この項で重要なところは、先頭にある[TT:航空機タイプ]と記載した箇所だ。上のサンプルを見ての通り、先頭はI-16のtip (Type) と同じものとなっている。例えば、I-16のtip10であれば'10'がシリアルの先頭に付くし、tip24なら'24'になり、他も同様だ。

一つ注意が必要なのは、このtipは元々I-16の型を示すものではなかったということだ。I-16の最初にあたる'tip4'というものは、『第21工場で4番目に生産された航空機』であることから付けられたものだった。

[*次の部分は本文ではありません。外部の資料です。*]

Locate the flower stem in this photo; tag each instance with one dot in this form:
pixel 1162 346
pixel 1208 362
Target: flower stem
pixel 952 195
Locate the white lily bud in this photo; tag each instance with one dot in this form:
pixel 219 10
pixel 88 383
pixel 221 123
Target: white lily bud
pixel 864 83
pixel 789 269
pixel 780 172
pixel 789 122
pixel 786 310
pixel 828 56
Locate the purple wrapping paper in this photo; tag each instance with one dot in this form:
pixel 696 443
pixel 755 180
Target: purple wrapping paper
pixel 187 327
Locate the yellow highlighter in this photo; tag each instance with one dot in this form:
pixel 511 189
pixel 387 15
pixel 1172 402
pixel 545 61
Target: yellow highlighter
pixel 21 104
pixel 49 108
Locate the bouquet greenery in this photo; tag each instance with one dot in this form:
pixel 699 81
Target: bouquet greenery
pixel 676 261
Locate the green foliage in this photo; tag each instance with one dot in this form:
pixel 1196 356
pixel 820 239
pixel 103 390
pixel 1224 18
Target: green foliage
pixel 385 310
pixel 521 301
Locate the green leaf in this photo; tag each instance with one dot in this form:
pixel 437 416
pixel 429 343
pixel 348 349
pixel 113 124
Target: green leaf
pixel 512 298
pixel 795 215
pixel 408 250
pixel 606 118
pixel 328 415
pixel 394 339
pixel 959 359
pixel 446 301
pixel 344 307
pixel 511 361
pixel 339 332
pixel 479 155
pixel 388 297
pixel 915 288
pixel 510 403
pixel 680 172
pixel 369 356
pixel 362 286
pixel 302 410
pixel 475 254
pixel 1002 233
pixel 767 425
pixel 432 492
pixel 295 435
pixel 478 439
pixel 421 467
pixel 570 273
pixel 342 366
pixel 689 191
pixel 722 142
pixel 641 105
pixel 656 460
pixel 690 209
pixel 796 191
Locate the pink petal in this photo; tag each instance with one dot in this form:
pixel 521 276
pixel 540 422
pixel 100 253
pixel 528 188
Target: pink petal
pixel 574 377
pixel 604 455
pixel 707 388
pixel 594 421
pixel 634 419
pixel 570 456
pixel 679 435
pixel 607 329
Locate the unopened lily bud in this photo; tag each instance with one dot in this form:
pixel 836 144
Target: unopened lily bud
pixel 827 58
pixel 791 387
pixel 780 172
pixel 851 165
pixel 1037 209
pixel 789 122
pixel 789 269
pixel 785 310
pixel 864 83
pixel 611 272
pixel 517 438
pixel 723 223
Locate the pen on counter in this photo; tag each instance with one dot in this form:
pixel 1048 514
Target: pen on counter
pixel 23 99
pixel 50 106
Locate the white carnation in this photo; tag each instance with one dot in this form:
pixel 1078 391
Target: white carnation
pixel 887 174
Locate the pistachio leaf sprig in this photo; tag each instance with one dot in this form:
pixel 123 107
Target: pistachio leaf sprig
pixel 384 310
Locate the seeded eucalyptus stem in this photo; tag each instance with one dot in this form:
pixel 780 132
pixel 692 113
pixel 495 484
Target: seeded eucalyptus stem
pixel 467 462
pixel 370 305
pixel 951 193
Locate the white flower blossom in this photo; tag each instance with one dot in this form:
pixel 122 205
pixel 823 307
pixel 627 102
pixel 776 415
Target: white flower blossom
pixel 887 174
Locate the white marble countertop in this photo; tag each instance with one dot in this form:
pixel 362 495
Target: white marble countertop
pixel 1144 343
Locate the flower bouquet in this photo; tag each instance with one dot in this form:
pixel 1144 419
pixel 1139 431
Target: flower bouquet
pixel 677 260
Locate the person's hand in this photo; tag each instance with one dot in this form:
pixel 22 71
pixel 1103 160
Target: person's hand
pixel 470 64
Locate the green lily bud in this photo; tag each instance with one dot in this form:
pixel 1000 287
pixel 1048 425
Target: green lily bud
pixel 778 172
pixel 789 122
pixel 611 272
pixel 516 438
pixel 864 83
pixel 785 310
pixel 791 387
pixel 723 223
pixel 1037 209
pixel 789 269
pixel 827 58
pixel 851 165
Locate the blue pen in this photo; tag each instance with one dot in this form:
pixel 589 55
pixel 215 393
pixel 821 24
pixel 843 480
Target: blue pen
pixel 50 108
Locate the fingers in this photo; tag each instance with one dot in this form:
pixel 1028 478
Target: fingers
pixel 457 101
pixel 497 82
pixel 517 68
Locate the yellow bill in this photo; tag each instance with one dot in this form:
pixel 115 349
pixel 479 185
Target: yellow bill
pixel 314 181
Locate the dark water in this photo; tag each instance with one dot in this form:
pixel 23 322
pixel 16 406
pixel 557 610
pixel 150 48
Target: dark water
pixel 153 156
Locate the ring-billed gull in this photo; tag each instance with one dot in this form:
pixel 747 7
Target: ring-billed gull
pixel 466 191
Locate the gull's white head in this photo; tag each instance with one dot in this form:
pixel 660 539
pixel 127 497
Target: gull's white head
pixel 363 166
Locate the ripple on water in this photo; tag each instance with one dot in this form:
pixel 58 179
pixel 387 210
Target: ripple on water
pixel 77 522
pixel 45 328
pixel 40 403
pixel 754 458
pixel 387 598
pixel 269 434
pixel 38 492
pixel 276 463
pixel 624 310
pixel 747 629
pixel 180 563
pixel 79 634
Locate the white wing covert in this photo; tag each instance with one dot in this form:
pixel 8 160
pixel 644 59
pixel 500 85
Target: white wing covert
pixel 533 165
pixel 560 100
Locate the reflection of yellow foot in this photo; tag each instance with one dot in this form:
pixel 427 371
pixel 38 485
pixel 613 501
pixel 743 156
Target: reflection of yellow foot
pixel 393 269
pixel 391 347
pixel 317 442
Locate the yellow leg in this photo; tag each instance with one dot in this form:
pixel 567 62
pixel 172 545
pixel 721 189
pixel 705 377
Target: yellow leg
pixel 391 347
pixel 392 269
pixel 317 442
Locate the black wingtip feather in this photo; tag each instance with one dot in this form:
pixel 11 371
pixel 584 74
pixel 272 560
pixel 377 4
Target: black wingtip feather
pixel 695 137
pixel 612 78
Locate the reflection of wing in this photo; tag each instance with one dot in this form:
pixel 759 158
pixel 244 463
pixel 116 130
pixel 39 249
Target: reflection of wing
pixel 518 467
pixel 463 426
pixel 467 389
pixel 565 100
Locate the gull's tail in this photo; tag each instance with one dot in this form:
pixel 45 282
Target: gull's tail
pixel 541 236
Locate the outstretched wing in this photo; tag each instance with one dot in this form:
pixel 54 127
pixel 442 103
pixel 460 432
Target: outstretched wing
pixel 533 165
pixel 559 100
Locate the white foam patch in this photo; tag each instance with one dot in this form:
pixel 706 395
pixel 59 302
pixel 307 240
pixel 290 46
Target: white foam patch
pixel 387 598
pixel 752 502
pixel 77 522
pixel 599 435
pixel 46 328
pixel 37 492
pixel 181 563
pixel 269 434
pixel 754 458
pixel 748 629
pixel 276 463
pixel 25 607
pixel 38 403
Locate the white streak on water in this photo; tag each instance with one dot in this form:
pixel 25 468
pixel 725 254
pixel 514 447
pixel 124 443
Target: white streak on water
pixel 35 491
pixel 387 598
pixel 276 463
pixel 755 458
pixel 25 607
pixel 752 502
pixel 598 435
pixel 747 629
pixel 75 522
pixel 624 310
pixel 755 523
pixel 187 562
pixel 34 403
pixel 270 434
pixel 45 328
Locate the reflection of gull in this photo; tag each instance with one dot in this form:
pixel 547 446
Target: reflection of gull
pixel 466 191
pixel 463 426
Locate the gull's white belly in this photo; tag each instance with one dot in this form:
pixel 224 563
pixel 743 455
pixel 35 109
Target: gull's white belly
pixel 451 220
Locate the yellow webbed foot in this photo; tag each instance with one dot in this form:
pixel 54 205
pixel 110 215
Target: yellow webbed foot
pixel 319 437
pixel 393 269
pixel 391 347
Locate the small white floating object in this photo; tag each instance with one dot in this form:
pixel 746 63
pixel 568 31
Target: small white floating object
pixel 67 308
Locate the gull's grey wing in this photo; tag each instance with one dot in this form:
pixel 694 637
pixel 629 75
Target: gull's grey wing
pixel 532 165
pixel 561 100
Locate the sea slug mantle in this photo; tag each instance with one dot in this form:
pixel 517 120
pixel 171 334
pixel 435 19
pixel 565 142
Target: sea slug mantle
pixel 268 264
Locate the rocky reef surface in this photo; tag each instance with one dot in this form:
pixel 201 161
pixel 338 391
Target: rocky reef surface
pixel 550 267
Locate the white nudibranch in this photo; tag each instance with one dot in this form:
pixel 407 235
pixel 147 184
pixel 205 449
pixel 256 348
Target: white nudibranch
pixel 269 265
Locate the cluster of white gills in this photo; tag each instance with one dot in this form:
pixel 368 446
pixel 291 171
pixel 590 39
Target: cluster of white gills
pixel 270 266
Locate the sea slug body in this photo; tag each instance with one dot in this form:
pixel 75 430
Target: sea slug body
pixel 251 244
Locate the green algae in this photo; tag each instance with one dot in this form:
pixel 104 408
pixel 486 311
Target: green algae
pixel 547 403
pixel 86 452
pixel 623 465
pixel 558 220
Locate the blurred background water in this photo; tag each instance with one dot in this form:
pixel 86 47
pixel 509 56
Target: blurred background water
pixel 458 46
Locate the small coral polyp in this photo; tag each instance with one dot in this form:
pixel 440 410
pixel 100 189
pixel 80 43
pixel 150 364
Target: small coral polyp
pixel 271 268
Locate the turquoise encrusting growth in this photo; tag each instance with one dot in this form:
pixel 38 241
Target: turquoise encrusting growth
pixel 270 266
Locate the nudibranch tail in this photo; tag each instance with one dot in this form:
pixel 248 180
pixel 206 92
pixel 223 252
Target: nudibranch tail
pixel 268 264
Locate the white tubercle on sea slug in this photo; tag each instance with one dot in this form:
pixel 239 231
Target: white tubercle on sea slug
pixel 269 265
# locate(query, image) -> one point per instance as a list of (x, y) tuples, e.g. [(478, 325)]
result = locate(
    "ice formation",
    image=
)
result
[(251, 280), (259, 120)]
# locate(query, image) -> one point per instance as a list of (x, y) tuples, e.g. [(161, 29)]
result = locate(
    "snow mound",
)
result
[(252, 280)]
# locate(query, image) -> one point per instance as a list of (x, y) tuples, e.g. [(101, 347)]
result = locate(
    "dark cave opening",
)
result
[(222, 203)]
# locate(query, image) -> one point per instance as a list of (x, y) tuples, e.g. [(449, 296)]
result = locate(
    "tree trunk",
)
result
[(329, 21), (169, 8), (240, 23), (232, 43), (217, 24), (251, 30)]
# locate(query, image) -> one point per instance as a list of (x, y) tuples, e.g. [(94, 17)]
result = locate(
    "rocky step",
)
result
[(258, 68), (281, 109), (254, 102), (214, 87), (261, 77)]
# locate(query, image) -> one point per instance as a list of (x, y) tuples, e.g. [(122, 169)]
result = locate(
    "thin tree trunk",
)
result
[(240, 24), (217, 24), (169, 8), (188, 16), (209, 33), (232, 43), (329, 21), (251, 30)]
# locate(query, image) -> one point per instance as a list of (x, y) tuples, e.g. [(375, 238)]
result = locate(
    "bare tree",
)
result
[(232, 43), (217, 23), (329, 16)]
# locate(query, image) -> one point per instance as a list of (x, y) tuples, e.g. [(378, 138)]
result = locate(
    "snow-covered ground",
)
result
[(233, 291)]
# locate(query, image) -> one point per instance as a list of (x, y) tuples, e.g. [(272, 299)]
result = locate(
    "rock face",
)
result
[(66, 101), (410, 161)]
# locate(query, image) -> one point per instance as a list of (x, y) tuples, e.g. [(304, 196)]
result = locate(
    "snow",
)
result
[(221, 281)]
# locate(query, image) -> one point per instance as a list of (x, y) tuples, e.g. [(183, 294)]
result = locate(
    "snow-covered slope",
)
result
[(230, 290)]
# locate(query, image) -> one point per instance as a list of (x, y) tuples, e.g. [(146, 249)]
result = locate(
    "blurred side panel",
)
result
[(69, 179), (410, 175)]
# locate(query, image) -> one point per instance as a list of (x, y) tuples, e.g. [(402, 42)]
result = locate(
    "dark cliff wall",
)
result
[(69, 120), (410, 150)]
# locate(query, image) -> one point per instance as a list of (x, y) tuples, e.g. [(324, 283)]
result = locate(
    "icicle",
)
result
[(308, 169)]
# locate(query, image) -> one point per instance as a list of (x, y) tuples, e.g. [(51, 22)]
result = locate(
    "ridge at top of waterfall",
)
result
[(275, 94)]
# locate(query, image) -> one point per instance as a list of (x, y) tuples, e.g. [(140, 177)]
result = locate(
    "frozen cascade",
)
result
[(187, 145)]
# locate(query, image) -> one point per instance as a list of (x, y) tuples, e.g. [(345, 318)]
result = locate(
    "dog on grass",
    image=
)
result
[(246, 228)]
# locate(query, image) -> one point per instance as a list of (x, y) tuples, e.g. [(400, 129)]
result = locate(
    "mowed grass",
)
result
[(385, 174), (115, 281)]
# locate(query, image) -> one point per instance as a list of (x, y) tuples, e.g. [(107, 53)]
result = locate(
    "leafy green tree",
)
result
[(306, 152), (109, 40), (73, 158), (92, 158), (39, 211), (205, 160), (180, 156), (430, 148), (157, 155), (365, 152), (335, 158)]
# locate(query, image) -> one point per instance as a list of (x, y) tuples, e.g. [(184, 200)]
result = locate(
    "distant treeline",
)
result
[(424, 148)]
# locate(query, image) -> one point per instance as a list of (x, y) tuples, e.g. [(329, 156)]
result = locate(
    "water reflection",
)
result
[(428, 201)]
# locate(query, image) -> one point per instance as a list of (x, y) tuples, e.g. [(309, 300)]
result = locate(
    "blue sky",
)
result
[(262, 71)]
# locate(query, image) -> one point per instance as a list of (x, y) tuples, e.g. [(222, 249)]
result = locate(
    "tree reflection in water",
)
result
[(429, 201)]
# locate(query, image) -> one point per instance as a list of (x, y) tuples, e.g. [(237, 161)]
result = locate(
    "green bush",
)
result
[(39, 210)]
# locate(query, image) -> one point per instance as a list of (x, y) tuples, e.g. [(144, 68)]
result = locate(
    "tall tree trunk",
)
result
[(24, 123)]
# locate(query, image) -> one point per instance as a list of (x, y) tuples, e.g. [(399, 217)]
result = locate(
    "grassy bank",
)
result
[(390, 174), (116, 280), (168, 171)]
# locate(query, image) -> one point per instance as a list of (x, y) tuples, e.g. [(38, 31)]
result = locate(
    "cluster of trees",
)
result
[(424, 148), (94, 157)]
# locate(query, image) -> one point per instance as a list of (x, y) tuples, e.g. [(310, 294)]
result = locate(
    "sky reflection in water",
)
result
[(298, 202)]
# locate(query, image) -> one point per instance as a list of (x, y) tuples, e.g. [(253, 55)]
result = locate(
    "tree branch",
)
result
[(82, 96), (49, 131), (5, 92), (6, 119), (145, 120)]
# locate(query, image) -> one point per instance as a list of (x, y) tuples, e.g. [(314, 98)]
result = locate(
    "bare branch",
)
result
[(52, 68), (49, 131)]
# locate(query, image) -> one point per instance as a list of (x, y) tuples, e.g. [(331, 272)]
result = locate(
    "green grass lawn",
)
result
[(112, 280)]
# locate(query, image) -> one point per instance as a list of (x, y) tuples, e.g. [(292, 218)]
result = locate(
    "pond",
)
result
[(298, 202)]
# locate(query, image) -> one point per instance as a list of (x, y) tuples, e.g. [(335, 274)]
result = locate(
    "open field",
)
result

その後理由は不明だが、改良型や派生が生まれるに従って、それに連なる数字が付けられていった。

左 (上)のリストはI-16の各tipを一覧としたものだ。これらのtip番号は、第21工場以外のI-16生産工場でも使われていた。tip関連の詳しい話はI-16とtipのカンケイを参照のこと。

【シリアル規則②】LaGG-3/Laシリーズ

[TTFFBBPP]  [TT, FF, BB, PP]
TT

航空機タイプ

 -tip31:LaGG-3

 -tip37:La-5~La-5F (Series 8まで:一体型風防)
 -tip39:La-5F (Series 9以降:突出型風防)~La-5FN (木製桁)
 -tip41:La-5FN (金属桁)

 -tip43:La-5UTI (練習機型)

 -tip45:La-7

 -tip46:La-7UTI (練習機型)

 -tip49:La-9

 -tip51:La-11

その後はtip52:La-15, tip53:MiG-15bisが割り振られている

FF 工場番号 - 21 (固定)
BB

生産バッチ

LaGGでは一桁の時0がつかない (0埋めなし)、6~7桁になる

PP バッチ中の生産番号
こちらもLaGGでは0埋めがない、最短で6桁になる

[BB:バッチ]の箇所は、LaGGのシリーズ番号と同じものである (バッチをSeries XXと呼んでいるに過ぎない)。詳細は記事:LaGG-3とSeriesのカンケイを参照。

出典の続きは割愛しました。